We are going camping too - headed to Conconully. My brother is house sitting for us but we always bring Willow with us even though she loves her uncle. She really seems to enjoy camping. That's where I saw my first Havanese about 4 years ago and fell in love with the look. I met the couple again a couple of years ago and by then I had Willow. I hope to see them again this trip.

Have fun camping! It would be fun if we were going to the same place!


----------



## abi38 (Mar 23, 2017)

Jackie from Concrete said:


> We are going camping too - headed to Conconully. My brother is house sitting for us but we always bring Willow with us even though she loves her uncle. She really seems to enjoy camping. That's where I saw my first Havanese about 4 years ago and fell in love with the look. I met the couple again a couple of years ago and by then I had Willow. I hope to see them again this trip.
> 
> Have fun camping! It would be fun if we were going to the same place!


We are pretty far apart  We'll be at Ocean Shores


----------



## CaroleG (Aug 13, 2016)

My Cubby is 12 months and matting alot! I am in Illinois and of course it is warmer. Please post a photo of your dog after you have your dog in a summer cut.


----------



## Barbara Levy (Apr 22, 2016)

CaroleG said:


> My Cubby is 12 months and matting alot! I am in Illinois and of course it is warmer. Please post a photo of your dog after you have your dog in a summer cut.

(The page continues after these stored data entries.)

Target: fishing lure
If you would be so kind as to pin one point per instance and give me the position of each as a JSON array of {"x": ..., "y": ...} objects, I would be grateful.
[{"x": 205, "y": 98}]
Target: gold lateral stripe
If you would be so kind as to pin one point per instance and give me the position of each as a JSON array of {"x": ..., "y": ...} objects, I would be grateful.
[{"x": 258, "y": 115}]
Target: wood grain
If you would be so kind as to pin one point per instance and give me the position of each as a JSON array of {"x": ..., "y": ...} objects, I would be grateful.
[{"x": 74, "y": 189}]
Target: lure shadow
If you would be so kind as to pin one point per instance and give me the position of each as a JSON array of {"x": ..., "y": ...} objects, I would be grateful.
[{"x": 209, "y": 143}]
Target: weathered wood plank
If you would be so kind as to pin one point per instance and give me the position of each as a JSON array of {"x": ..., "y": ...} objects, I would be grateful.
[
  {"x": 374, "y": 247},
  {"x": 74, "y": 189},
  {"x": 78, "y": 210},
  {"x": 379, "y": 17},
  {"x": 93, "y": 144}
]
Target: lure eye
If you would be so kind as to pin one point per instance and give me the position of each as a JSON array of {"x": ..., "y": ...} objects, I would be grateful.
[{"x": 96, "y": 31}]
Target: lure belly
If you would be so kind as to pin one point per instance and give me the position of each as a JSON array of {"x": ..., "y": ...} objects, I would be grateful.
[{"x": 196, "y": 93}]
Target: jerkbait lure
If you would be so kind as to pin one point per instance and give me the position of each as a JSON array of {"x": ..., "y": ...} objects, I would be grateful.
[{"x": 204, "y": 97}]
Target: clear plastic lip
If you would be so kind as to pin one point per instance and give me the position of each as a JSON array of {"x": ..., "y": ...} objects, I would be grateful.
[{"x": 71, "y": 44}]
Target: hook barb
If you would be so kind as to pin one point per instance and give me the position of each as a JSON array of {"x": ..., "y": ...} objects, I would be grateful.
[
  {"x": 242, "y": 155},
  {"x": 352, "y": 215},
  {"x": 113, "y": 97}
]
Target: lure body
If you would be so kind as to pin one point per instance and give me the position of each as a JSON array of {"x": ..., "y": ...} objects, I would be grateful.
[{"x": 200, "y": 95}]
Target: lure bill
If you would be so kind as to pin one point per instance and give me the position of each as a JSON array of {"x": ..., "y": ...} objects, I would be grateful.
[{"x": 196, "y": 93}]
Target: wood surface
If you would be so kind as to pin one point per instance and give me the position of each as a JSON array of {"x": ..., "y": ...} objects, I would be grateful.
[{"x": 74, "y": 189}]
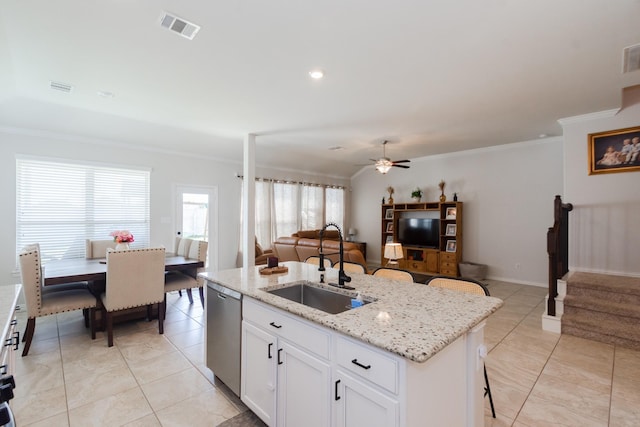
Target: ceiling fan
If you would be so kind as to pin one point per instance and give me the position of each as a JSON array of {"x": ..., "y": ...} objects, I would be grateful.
[{"x": 383, "y": 164}]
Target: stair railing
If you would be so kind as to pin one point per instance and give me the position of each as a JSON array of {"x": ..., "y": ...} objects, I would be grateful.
[{"x": 558, "y": 249}]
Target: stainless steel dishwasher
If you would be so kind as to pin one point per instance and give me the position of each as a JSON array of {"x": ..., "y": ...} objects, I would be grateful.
[{"x": 224, "y": 330}]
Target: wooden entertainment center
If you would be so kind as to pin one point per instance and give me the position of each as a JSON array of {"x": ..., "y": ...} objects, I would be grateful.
[{"x": 444, "y": 257}]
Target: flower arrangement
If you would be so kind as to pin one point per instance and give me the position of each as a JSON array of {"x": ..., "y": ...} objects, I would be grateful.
[{"x": 122, "y": 236}]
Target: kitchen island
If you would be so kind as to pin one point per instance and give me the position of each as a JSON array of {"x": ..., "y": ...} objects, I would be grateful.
[{"x": 409, "y": 358}]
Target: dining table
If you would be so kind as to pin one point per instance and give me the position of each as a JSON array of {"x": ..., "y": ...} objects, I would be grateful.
[{"x": 94, "y": 271}]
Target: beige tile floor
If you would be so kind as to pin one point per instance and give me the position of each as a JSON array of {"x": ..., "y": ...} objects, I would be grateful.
[{"x": 537, "y": 378}]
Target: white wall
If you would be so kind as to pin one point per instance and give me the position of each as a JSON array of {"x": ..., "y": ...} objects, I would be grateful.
[
  {"x": 168, "y": 169},
  {"x": 508, "y": 194},
  {"x": 605, "y": 223}
]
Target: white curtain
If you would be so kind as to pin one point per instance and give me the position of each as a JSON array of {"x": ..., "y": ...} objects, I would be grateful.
[
  {"x": 265, "y": 213},
  {"x": 334, "y": 206},
  {"x": 311, "y": 206},
  {"x": 283, "y": 208}
]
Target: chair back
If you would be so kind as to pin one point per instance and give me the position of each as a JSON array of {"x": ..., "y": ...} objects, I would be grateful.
[
  {"x": 31, "y": 274},
  {"x": 315, "y": 260},
  {"x": 394, "y": 274},
  {"x": 462, "y": 285},
  {"x": 182, "y": 246},
  {"x": 134, "y": 278},
  {"x": 98, "y": 248},
  {"x": 351, "y": 267}
]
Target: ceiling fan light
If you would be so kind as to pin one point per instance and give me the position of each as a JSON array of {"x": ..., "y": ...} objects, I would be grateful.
[{"x": 383, "y": 165}]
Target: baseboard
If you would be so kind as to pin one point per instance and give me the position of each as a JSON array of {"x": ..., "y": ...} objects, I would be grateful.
[{"x": 552, "y": 323}]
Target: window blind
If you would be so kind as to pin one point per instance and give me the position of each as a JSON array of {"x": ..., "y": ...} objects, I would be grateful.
[{"x": 60, "y": 205}]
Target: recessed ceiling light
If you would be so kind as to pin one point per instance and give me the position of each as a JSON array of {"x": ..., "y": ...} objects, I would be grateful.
[{"x": 62, "y": 87}]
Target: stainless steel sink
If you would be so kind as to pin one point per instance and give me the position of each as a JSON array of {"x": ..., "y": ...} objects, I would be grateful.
[{"x": 316, "y": 297}]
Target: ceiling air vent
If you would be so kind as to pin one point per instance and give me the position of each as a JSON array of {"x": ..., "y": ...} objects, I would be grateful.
[
  {"x": 62, "y": 87},
  {"x": 184, "y": 28},
  {"x": 631, "y": 60}
]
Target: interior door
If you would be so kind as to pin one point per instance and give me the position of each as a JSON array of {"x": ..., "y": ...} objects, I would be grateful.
[{"x": 196, "y": 217}]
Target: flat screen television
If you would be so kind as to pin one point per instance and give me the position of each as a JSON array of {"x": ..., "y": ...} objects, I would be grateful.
[{"x": 423, "y": 232}]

Here's a few. Now that I am use to it I love it.


----------



## April R (Oct 29, 2016)

abi38 said:


> We are pretty far apart  We'll be at Ocean Shores


We will be at Pacific Beach! We are taking Jade and Harley. Have fun!


----------



## abi38 (Mar 23, 2017)

There was no mats Monday and only a small cluster tonight. Maybe it is going away as abruptly as it came. Very weird.


----------